Wine est parfois critiqué pour ses faibles performances mais cela est souvent dû à la quantité de code de déverminage. Il est possible de compiler Wine sans celui-ci mais cela doit être réalisé avec prudence car alors les éventuels problèmes ne pourront être diagnostiqués sans une nouvelle recompilation.

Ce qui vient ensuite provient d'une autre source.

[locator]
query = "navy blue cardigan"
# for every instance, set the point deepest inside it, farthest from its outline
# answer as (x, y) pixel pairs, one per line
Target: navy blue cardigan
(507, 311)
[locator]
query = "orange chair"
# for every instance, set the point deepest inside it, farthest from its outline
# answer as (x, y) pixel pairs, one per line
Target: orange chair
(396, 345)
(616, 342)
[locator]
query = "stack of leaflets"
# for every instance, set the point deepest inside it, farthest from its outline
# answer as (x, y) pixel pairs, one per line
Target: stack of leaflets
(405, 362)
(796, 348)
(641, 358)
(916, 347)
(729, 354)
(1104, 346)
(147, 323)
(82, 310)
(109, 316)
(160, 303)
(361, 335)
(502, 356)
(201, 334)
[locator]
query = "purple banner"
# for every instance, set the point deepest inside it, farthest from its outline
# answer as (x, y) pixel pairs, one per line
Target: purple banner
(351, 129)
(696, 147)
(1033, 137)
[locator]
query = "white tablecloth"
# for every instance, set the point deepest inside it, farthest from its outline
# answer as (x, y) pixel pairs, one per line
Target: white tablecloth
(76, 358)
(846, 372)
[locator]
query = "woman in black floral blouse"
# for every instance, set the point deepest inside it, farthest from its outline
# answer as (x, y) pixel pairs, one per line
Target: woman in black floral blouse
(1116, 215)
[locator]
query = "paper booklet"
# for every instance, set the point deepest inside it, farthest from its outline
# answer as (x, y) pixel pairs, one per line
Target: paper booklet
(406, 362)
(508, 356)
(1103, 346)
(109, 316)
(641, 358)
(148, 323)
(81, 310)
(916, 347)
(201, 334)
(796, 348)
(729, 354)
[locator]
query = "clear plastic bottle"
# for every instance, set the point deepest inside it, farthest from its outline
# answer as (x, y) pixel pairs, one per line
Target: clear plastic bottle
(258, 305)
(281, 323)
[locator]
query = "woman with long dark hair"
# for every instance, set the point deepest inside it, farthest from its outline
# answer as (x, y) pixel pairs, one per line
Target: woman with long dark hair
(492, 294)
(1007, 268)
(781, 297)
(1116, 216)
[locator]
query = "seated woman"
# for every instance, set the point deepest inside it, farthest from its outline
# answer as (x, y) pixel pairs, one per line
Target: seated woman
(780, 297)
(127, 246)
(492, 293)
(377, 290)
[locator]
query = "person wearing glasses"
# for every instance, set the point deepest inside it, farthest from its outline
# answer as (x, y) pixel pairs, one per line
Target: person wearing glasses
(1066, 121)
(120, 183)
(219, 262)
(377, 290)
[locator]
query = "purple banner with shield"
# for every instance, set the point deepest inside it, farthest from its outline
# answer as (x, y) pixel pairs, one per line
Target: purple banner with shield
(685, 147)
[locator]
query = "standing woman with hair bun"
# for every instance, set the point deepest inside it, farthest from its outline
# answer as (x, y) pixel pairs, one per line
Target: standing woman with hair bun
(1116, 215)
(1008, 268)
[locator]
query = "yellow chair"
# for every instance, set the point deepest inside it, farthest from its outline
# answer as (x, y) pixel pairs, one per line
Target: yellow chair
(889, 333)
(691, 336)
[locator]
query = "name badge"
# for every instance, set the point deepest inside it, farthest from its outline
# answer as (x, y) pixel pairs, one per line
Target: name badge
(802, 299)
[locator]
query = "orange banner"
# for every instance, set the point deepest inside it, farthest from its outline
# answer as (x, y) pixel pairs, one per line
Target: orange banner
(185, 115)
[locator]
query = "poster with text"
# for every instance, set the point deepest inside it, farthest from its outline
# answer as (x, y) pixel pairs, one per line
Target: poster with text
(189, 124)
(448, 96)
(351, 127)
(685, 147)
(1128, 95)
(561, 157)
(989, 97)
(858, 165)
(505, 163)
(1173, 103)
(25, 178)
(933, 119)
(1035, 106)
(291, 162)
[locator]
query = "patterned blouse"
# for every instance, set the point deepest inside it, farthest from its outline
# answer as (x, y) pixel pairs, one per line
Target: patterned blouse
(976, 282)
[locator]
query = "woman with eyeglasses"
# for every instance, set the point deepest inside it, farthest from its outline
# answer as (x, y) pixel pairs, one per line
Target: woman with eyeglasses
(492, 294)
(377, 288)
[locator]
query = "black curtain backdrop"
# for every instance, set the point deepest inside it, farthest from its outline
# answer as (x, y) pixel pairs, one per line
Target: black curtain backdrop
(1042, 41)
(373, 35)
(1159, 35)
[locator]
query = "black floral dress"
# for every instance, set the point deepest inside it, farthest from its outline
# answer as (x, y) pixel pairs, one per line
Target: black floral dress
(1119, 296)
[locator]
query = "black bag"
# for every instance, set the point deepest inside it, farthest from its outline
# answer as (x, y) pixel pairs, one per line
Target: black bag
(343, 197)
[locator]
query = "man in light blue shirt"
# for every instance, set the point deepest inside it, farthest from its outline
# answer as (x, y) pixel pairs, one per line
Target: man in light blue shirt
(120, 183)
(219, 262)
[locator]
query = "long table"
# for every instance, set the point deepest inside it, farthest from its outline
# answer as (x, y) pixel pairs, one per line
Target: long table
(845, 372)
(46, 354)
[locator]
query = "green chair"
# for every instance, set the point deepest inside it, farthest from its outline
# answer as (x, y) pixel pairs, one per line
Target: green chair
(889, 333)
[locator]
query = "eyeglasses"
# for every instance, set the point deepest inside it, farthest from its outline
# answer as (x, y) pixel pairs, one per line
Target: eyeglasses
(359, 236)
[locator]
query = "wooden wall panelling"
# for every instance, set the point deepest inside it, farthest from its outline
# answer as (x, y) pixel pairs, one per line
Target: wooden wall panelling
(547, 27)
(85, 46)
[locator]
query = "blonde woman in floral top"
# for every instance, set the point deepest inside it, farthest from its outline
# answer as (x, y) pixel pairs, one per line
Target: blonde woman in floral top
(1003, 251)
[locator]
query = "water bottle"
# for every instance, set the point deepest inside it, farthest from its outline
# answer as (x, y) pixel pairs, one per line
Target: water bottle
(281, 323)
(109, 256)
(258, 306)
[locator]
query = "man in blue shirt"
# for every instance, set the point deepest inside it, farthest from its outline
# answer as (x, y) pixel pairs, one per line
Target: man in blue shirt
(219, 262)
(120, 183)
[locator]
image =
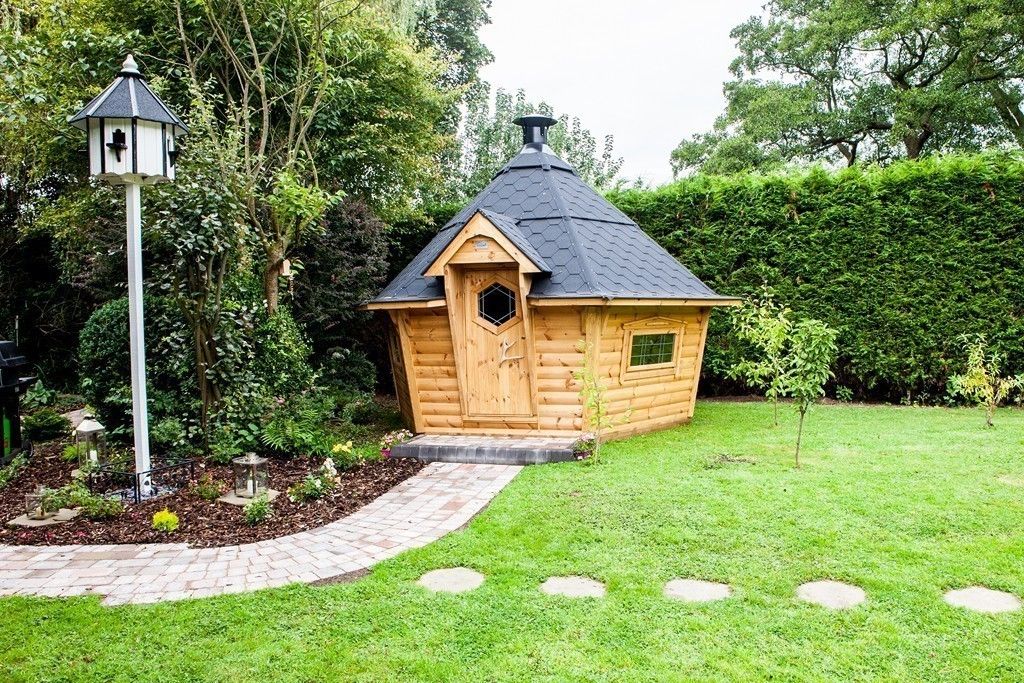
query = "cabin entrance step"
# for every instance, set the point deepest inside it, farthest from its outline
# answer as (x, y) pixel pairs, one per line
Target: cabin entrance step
(486, 450)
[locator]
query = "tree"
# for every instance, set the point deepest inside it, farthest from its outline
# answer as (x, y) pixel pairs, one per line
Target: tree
(861, 80)
(592, 393)
(765, 325)
(491, 138)
(982, 381)
(809, 357)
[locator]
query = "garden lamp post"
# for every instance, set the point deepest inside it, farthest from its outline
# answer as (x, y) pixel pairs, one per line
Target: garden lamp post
(132, 142)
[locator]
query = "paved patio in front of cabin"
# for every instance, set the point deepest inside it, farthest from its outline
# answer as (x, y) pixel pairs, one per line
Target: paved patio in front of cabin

Wine - alternatives commerciales

Comme mentionné plus haut, des versions étendues de Wine sont disponibles comme produits commerciaux afin d'aider au développement du tronc principal de celui-ci. Les deux entreprises qui font cela sont Transgaming et CodeWeavers. Transgaming travaille essentiellement sur l'amélioration des interfaces graphiques et sonores et son produit est destiné au marché du jeu. CodeWeavers travaille sur les applications bureautiques principales et édite un produit, CrossOver Office qui supporte MS-Office et Lotus Notes.

Wine et Visual Basic

Il a été rapporté un fonctionnement de Visual Basic 3 mais aucun détail n'est disponible. Visual Basic 6 ne s'installe actuellement pas. Le travail est en cours pour régler cela, mais il est trop tôt pour dire si le résultat sera un succès complet ou non.
Aucune autre version n'a été testée.

Migration d'application vers Wine

Voici une liste des lignes directrices de gestion du processus de migration d'applications sous GNU/Linux avec Wine :

  1. Contrôler les conditions de licence : certaines entreprises ont réalisé des licences qui interdisent l'exécution de leur application hors du système d'exploitation cible. Oracle par exemple faisait cela et Microsoft commence à le faire pour les composants qui peuvent être téléchargés gratuitement ; faire une liste à part des programmes qui entrent dans cette catégorie ;
  2. Obtenir une copie de chaque application à migrer ; les licences site peuvent ne pas permettre les copies pour tests ;
  3. Configurer une machine avec la dernière version de Wine ;
  4. Tester chaque programme de la liste de test, noter tous les problèmes rencontrés ainsi que la phase de survenance (installation, initialisation ou exécution) et valider leur impact sur une sélection représentative d'utilisateurs finals ; noter aussi les problèmes de performances ;
  5. Pour chaque programme de la liste de problèmes, contrôler tout d'abord l'existence éventuelle d'une version GNU/Linux et tester alors celle-ci aussitôt que possible ; dans le cas contraire, contacter l'éditeur pour lui suggérer d'en réaliser une, par exemple avec Winlib (il faudra négocier séparément avec chaque éditeur) ;
  6. Si l'éditeur refuse de coopérer, il faudra trouver une application alternative ou abandonner le projet ;
  7. Utiliser la liste des DLL et appels système manquants nécessaires pour en déterminer un coût d'implantation ; tester à nouveau chaque programme avec les dernières versions de Wine/Winelib jusqu'à disparition de tous les problèmes (parfois, les correctifs posent des problèmes à des programmes qui fonctionnaient correctement) ;
  8. Wine est normalement compilé avec la trace de déverminage, ce qui impacte négativement les performances (en particulier pour l'interaction écran) ; tester à nouveau tous les programmes qui fonctionnent avec des problèmes de performances sur une version de Wine compilée sans la trace de déverminage ; si les performances restent insuffisantes, un travail de développement sera nécessaire.